Let’s be clear right away that “socialism” is a MODERN response to MODERN predicaments, arising during the emergence of industrial capitalism, specifically as it has evolved since the late 18th and early 19th centuries. The earliest use of the word itself only dates to about the year 1800.
The most notable, early popular revolts against industrial automation in England prominently include the Luddites, who destroyed factory machinery under the banner of an imagined “General Ned Ludd”. This movement has been the subject of endless distortion in the two centuries since.
We had might as well acknowledge here that, yes, “socialism” is not singularly dedicated to maximum “innovation”, or fanciful notions of “individual freedom” that involve the unlimited supposed rights of billionaires to build personal space programs, the consequences to the rest of humanity be damned. And that Luddism, a very deliberately and methodically “misunderstood” movement, was early kinfolk to modern socialism.
Luddism was NEVER about some kind of blind, fanatical opposition to all technological innovation. Many of its participants were themselves among the most skilled early mechanics and engineers. But it WAS insistent that “innovation” must always be subservient to human needs. And that that defining characteristic of capitalist economics, “uneven development”, must be brought to heel by the deliberate, planned intervention by the larger community, in the interests of protecting larger communal priorities.
Capitalism never resolves its inherent contradictions, it only shifts them around spatially and temporally. Socialism intervenes by demanding controls and limits on “innovation” that prioritize the most vulnerable, and rejects the logic of blind faith in the rich and powerful, and the technocrats they can buy to work exclusively on retainer for them.
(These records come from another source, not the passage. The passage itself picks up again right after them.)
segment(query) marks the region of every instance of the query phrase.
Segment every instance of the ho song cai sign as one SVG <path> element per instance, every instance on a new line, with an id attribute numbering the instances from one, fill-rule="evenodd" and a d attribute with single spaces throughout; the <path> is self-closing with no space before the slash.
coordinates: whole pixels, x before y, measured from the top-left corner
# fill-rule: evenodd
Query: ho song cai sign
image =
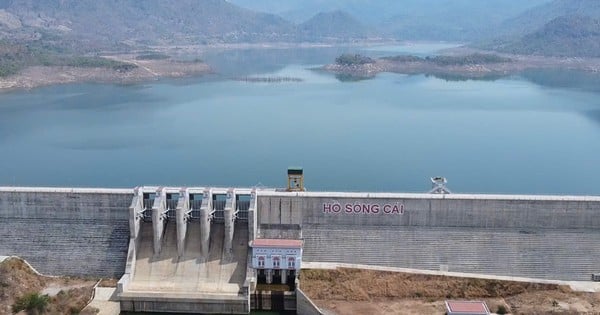
<path id="1" fill-rule="evenodd" d="M 323 213 L 330 215 L 402 215 L 404 214 L 404 204 L 395 203 L 340 203 L 324 202 Z"/>

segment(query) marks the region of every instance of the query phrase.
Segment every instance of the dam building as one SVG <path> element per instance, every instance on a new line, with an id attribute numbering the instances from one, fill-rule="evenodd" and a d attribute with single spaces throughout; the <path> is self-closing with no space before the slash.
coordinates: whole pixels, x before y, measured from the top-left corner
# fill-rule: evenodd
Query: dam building
<path id="1" fill-rule="evenodd" d="M 597 196 L 455 194 L 442 178 L 422 194 L 309 192 L 300 169 L 289 176 L 287 189 L 0 187 L 0 255 L 118 278 L 123 311 L 205 314 L 302 313 L 309 263 L 600 272 Z"/>
<path id="2" fill-rule="evenodd" d="M 302 241 L 288 239 L 255 239 L 251 242 L 252 268 L 258 282 L 294 283 L 302 264 Z M 263 279 L 261 281 L 261 279 Z"/>

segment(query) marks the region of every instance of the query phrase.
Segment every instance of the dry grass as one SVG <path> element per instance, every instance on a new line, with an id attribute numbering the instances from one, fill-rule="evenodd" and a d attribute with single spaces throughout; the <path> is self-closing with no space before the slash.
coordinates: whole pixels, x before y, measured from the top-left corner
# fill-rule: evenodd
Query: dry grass
<path id="1" fill-rule="evenodd" d="M 555 284 L 453 278 L 358 269 L 303 270 L 302 289 L 319 300 L 371 301 L 378 298 L 495 298 L 532 291 L 564 290 Z"/>
<path id="2" fill-rule="evenodd" d="M 49 314 L 79 314 L 92 296 L 90 287 L 60 291 L 50 300 Z"/>
<path id="3" fill-rule="evenodd" d="M 513 314 L 600 314 L 598 293 L 568 286 L 373 270 L 303 270 L 301 287 L 335 314 L 443 314 L 447 299 L 484 300 Z"/>
<path id="4" fill-rule="evenodd" d="M 50 297 L 47 314 L 78 314 L 89 301 L 94 283 L 94 280 L 40 276 L 22 259 L 9 258 L 0 263 L 0 315 L 12 314 L 11 307 L 18 298 L 48 287 L 65 289 Z"/>
<path id="5" fill-rule="evenodd" d="M 100 285 L 98 286 L 104 288 L 116 288 L 118 282 L 119 280 L 117 279 L 102 279 L 102 281 L 100 281 Z"/>

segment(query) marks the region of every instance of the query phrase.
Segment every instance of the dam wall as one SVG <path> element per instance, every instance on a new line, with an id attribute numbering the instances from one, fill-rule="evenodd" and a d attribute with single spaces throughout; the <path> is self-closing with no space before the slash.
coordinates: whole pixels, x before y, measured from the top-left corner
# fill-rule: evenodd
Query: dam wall
<path id="1" fill-rule="evenodd" d="M 133 189 L 0 187 L 0 255 L 21 256 L 46 274 L 121 276 L 133 195 Z M 302 238 L 307 262 L 589 280 L 600 272 L 599 214 L 600 197 L 261 189 L 247 233 L 248 240 Z M 199 226 L 191 222 L 184 235 L 202 234 Z M 183 239 L 176 244 L 178 252 L 189 247 Z"/>
<path id="2" fill-rule="evenodd" d="M 118 277 L 132 189 L 0 188 L 0 255 L 50 275 Z"/>
<path id="3" fill-rule="evenodd" d="M 558 280 L 600 271 L 600 198 L 265 192 L 258 234 L 301 230 L 304 261 Z"/>

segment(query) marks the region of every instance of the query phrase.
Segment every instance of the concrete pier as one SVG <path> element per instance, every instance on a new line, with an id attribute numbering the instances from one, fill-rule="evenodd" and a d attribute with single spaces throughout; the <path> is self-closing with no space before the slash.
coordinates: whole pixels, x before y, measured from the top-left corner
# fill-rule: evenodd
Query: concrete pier
<path id="1" fill-rule="evenodd" d="M 153 244 L 154 254 L 160 254 L 162 247 L 162 237 L 167 224 L 166 217 L 166 199 L 167 195 L 164 188 L 159 188 L 156 191 L 156 198 L 154 199 L 154 205 L 152 206 L 152 229 L 153 229 Z"/>
<path id="2" fill-rule="evenodd" d="M 225 224 L 225 242 L 223 243 L 223 250 L 226 253 L 231 253 L 233 233 L 235 232 L 235 197 L 233 189 L 227 191 L 227 201 L 225 202 L 224 210 L 224 224 Z"/>
<path id="3" fill-rule="evenodd" d="M 206 189 L 204 190 L 202 207 L 200 208 L 200 248 L 202 249 L 202 257 L 208 257 L 210 220 L 213 213 L 212 193 L 210 190 Z"/>
<path id="4" fill-rule="evenodd" d="M 192 220 L 190 196 L 187 188 L 182 188 L 180 190 L 177 209 L 175 211 L 177 221 L 177 255 L 181 257 L 185 253 L 185 238 L 188 232 L 188 222 Z"/>

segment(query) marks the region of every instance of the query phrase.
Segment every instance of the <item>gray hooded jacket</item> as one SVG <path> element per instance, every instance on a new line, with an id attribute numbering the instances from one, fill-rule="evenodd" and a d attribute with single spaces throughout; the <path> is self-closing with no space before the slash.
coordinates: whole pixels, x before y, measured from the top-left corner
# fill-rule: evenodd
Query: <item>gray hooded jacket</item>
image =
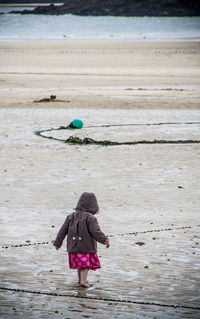
<path id="1" fill-rule="evenodd" d="M 101 231 L 94 214 L 99 209 L 93 193 L 83 193 L 78 201 L 75 212 L 68 215 L 54 241 L 60 248 L 67 235 L 67 251 L 69 253 L 95 253 L 97 241 L 105 244 L 107 238 Z"/>

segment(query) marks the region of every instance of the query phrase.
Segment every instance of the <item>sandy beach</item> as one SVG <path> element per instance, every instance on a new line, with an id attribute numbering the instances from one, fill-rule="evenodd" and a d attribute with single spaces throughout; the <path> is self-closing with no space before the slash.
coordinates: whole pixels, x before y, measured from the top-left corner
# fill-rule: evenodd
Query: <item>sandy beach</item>
<path id="1" fill-rule="evenodd" d="M 56 94 L 67 101 L 56 108 L 196 109 L 199 50 L 199 42 L 2 42 L 1 106 L 49 107 L 33 101 Z"/>
<path id="2" fill-rule="evenodd" d="M 2 319 L 199 318 L 199 53 L 192 39 L 0 42 Z M 175 143 L 35 134 L 74 118 L 81 130 L 44 135 Z M 52 247 L 84 191 L 111 242 L 87 290 Z"/>

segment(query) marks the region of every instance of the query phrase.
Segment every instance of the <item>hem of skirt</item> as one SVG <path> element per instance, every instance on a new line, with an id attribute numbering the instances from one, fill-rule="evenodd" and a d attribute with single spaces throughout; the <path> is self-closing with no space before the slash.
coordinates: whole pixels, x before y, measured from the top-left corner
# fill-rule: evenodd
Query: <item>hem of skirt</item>
<path id="1" fill-rule="evenodd" d="M 70 269 L 89 269 L 89 270 L 94 270 L 94 271 L 95 271 L 96 269 L 100 269 L 100 268 L 101 268 L 101 267 L 95 267 L 95 268 L 92 268 L 92 267 L 81 267 L 81 268 L 78 268 L 78 267 L 75 268 L 75 267 L 74 267 L 74 268 L 72 268 L 72 267 L 70 267 Z"/>

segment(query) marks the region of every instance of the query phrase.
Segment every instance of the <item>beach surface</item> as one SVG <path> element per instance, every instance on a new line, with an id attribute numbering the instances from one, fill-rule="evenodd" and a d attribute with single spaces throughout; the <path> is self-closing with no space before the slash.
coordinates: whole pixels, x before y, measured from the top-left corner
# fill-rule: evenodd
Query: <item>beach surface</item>
<path id="1" fill-rule="evenodd" d="M 3 107 L 199 107 L 199 42 L 1 42 Z"/>
<path id="2" fill-rule="evenodd" d="M 1 318 L 199 318 L 199 52 L 192 39 L 0 43 Z M 55 130 L 74 118 L 81 130 Z M 84 191 L 111 243 L 87 290 L 52 246 Z"/>

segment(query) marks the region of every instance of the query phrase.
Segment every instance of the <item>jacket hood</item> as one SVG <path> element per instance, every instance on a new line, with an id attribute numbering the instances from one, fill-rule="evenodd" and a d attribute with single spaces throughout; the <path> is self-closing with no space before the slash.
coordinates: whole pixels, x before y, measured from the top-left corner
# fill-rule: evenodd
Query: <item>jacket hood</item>
<path id="1" fill-rule="evenodd" d="M 96 196 L 93 193 L 83 193 L 75 209 L 90 212 L 94 215 L 99 209 Z"/>

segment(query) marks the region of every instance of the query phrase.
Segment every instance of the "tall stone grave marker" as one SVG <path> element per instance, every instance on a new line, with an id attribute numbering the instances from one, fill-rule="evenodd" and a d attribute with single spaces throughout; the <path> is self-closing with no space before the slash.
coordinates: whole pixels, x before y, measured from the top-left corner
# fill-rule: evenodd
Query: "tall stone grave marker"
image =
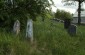
<path id="1" fill-rule="evenodd" d="M 28 19 L 28 21 L 27 21 L 26 38 L 28 38 L 31 42 L 33 42 L 33 21 L 32 21 L 32 19 Z"/>
<path id="2" fill-rule="evenodd" d="M 20 32 L 20 22 L 19 20 L 16 20 L 13 26 L 13 32 L 18 35 Z"/>
<path id="3" fill-rule="evenodd" d="M 68 33 L 70 34 L 70 35 L 76 35 L 76 28 L 77 28 L 77 26 L 76 25 L 74 25 L 74 24 L 71 24 L 70 26 L 69 26 L 69 28 L 68 28 Z"/>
EP Thompson’s splendid “Making of the English Working Class” (1968) vividly recounts the trials and tribulations of Luddites and other early socialist rebels in the cauldron of England’s breakneck Industrial Revolution. And we all should read it today, because the basic conflicts and dilemmas it illuminates, while differing radically in their minute details, are as relevant today as ever in their essential fundamentals.